The make-up of the next government of Spain is unclear after yesterday's inconclusive election — but local startups hope that their leaders, whoever they are, will keep tech close to the top of their agenda.
The centre-right Partido Popular (PP) got the most votes and seats but didn’t win an outright majority in parliament, even with the support of its main ideological ally Vox, so coalition negotiations with smaller parties will determine whether or not they can replace the socialist Partido Socialista Obrero Español (PSOE) in government.
There's also a chance that prime minister Pedro Sánchez will be able to secure a majority in parliament with the help of regional parties — or, if neither party can find enough votes, a fresh set of elections later this year.

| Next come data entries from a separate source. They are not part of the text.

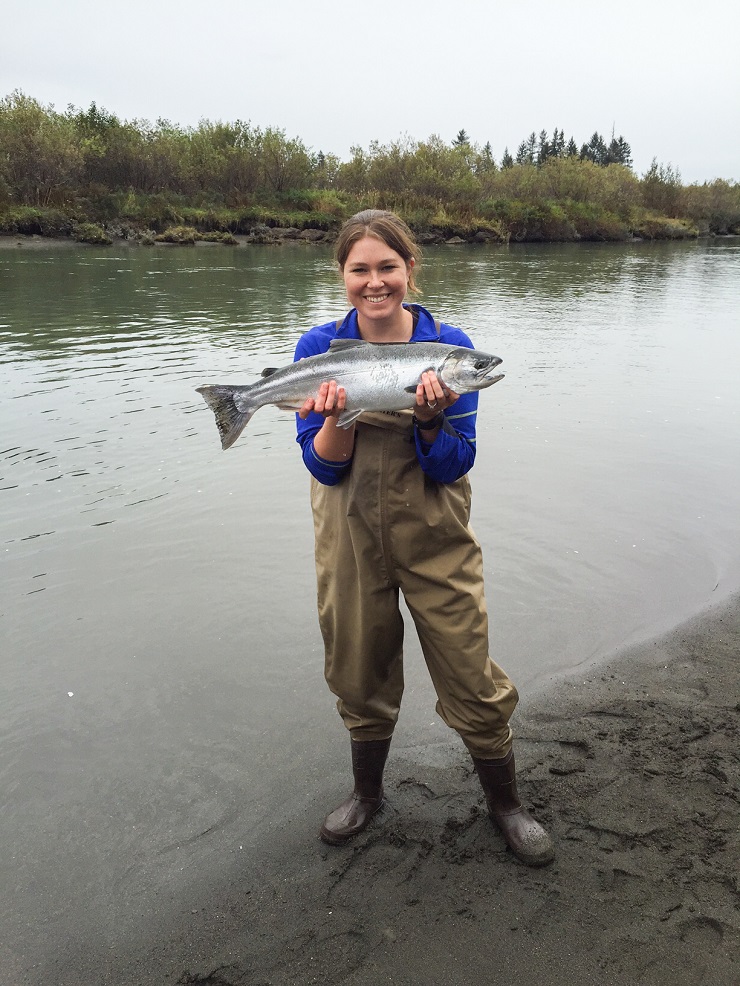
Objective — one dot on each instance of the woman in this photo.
(391, 504)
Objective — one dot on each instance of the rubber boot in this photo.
(355, 812)
(524, 836)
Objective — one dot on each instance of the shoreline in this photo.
(14, 241)
(634, 768)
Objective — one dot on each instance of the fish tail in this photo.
(230, 419)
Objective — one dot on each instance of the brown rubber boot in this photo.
(355, 812)
(525, 837)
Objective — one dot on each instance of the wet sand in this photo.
(634, 768)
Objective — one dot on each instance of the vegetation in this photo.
(89, 175)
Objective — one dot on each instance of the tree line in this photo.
(92, 165)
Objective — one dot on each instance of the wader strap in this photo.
(436, 325)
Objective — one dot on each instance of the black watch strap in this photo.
(429, 425)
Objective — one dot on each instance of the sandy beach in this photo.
(633, 766)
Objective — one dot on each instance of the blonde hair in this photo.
(385, 226)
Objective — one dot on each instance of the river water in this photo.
(157, 626)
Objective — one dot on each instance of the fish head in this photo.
(464, 370)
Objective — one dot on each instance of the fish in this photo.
(377, 376)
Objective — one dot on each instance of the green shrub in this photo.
(90, 233)
(183, 235)
(227, 239)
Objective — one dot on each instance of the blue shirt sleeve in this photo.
(326, 472)
(452, 453)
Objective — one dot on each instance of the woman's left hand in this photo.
(432, 396)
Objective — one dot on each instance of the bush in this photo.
(183, 235)
(90, 233)
(228, 239)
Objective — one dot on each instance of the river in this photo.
(160, 648)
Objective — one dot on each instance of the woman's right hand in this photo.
(330, 401)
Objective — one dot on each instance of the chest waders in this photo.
(386, 529)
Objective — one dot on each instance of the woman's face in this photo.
(376, 278)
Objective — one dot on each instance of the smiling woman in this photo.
(391, 506)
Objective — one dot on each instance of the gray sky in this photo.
(665, 74)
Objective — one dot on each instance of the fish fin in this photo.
(230, 419)
(347, 418)
(411, 389)
(336, 344)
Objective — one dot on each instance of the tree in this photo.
(527, 151)
(40, 160)
(594, 150)
(544, 148)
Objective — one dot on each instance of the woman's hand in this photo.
(329, 403)
(432, 396)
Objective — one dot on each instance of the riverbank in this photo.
(635, 771)
(633, 768)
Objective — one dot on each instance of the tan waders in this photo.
(386, 528)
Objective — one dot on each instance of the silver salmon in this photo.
(377, 376)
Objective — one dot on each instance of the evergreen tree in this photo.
(557, 144)
(543, 148)
(527, 151)
(595, 150)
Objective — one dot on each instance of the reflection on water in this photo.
(160, 654)
(605, 489)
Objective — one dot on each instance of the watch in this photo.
(435, 422)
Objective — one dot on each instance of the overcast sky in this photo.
(665, 74)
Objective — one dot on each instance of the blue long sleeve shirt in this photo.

In recent years, the PSOE has championed Spain’s startups, introducing a wide-ranging startup law that created a better tax regime for stock options, set up a new visa for digital nomads and reduced red tape for foreign investors.

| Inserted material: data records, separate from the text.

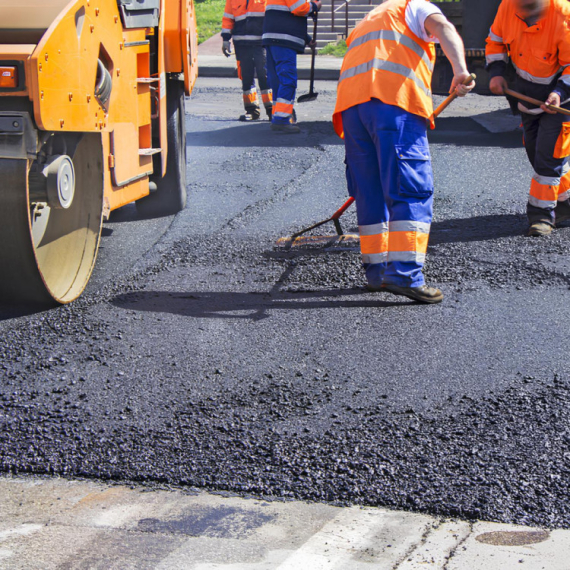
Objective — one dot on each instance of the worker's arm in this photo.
(562, 90)
(440, 27)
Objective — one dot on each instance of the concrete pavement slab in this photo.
(71, 525)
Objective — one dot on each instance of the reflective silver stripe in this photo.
(297, 4)
(544, 204)
(495, 37)
(497, 57)
(387, 66)
(396, 37)
(373, 229)
(286, 37)
(411, 256)
(547, 180)
(540, 80)
(250, 15)
(244, 38)
(374, 257)
(409, 226)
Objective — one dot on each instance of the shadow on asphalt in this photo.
(260, 134)
(461, 230)
(252, 306)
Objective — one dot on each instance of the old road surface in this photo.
(203, 357)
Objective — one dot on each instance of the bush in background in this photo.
(209, 15)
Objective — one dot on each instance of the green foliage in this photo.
(337, 49)
(209, 15)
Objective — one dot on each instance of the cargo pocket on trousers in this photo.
(562, 148)
(414, 169)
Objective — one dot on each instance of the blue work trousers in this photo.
(282, 75)
(388, 171)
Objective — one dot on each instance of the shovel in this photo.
(311, 95)
(296, 239)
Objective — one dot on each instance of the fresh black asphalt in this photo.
(203, 356)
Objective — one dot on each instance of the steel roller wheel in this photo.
(170, 194)
(47, 253)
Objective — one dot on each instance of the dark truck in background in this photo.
(472, 18)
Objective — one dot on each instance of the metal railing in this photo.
(335, 10)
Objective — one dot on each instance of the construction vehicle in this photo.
(91, 118)
(472, 19)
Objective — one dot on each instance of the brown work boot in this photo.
(286, 128)
(540, 229)
(423, 294)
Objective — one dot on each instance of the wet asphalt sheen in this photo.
(201, 356)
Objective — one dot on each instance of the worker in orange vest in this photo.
(535, 36)
(243, 22)
(383, 107)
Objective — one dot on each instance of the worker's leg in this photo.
(365, 186)
(261, 68)
(284, 61)
(544, 142)
(407, 164)
(244, 55)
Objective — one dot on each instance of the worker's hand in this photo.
(553, 99)
(498, 84)
(457, 84)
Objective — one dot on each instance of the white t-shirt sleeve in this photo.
(416, 14)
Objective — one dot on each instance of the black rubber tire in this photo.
(170, 195)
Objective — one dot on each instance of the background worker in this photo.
(284, 36)
(534, 34)
(382, 110)
(243, 20)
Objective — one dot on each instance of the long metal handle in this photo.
(445, 103)
(522, 97)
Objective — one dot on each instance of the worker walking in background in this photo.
(383, 107)
(243, 22)
(284, 36)
(535, 35)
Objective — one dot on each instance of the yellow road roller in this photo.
(91, 118)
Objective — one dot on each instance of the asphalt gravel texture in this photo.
(204, 356)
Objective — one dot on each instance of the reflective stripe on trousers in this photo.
(389, 174)
(282, 75)
(551, 180)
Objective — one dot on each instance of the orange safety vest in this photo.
(387, 61)
(539, 52)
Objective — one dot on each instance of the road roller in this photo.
(91, 118)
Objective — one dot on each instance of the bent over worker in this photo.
(382, 110)
(243, 21)
(535, 35)
(284, 36)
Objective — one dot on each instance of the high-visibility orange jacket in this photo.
(387, 61)
(243, 20)
(540, 53)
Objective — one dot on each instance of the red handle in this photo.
(342, 209)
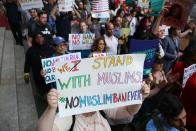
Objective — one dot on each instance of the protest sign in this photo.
(99, 83)
(148, 47)
(125, 31)
(143, 3)
(156, 7)
(188, 72)
(29, 4)
(128, 1)
(100, 9)
(178, 12)
(81, 41)
(66, 5)
(48, 65)
(95, 55)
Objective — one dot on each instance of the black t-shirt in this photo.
(44, 29)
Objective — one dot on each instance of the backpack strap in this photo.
(73, 122)
(157, 122)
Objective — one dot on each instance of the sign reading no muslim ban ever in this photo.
(143, 3)
(188, 72)
(65, 5)
(148, 47)
(29, 4)
(99, 83)
(48, 65)
(100, 9)
(81, 41)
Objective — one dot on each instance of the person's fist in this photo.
(145, 90)
(26, 78)
(52, 98)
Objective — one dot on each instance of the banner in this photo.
(178, 12)
(100, 9)
(148, 47)
(99, 83)
(66, 5)
(125, 31)
(48, 65)
(188, 72)
(156, 7)
(143, 3)
(29, 4)
(81, 41)
(95, 55)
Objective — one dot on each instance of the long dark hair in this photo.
(179, 13)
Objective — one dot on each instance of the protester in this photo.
(48, 36)
(14, 19)
(42, 26)
(171, 49)
(33, 58)
(99, 46)
(110, 39)
(172, 115)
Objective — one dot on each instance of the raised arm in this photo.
(46, 122)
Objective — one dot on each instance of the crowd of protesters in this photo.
(47, 36)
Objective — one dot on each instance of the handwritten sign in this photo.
(99, 83)
(156, 7)
(66, 5)
(29, 4)
(148, 47)
(125, 31)
(188, 72)
(80, 41)
(143, 3)
(48, 65)
(100, 9)
(95, 55)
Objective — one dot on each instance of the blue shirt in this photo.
(151, 126)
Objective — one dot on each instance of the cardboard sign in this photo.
(125, 31)
(99, 83)
(143, 3)
(188, 72)
(48, 65)
(29, 4)
(66, 5)
(100, 9)
(81, 41)
(148, 47)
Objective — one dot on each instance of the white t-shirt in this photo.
(112, 44)
(133, 25)
(96, 122)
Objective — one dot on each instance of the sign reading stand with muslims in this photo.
(143, 3)
(81, 41)
(99, 83)
(100, 9)
(48, 65)
(188, 72)
(29, 4)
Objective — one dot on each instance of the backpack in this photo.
(140, 125)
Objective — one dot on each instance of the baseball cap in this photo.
(58, 40)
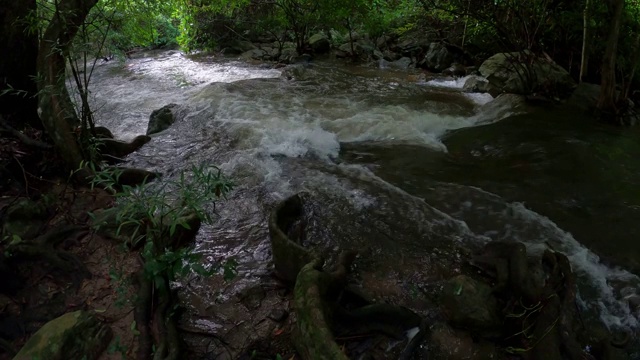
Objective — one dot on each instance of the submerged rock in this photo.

Spanish startups are hoping the new government — however it looks — keeps up the momentum and introduces more incentives to help startups scale.
“The future government must see innovation and entrepreneurship as central elements of its economic action. This will help transform the economy and achieve a more prosperous society,” says a letter issued by Adigital, a Spanish lobby group for startups, published during the campaign.
“The most important thing is to maintain this as a priority, as a key economic policy and that is our concern,” said Miguel Ferrer, Adigital’s vice-president of strategy and public agenda.
The Spanish startup ecosystem is in a golden era: there are five times more startups than there were in 2015, including 450 scaleups and 14 unicorns, including Cabify, Glovo and Wallbox. In 2022, €4bn was invested in the ecosystem, according to Dealroom, the second-best result ever. In 2020, the country’s scaleups alone created 324k new jobs.
This growth has been at least partially fuelled by government support.
“The good thing about the last four or five years is that technology, entrepreneurship and scalability became a priority in the economic policies of the government. For us, that has been a complete change in thinking,” says Ferrer. “The government understood that this is not a fancy secondary thing but it's a priority for the geopolitics and the economic model of the country.”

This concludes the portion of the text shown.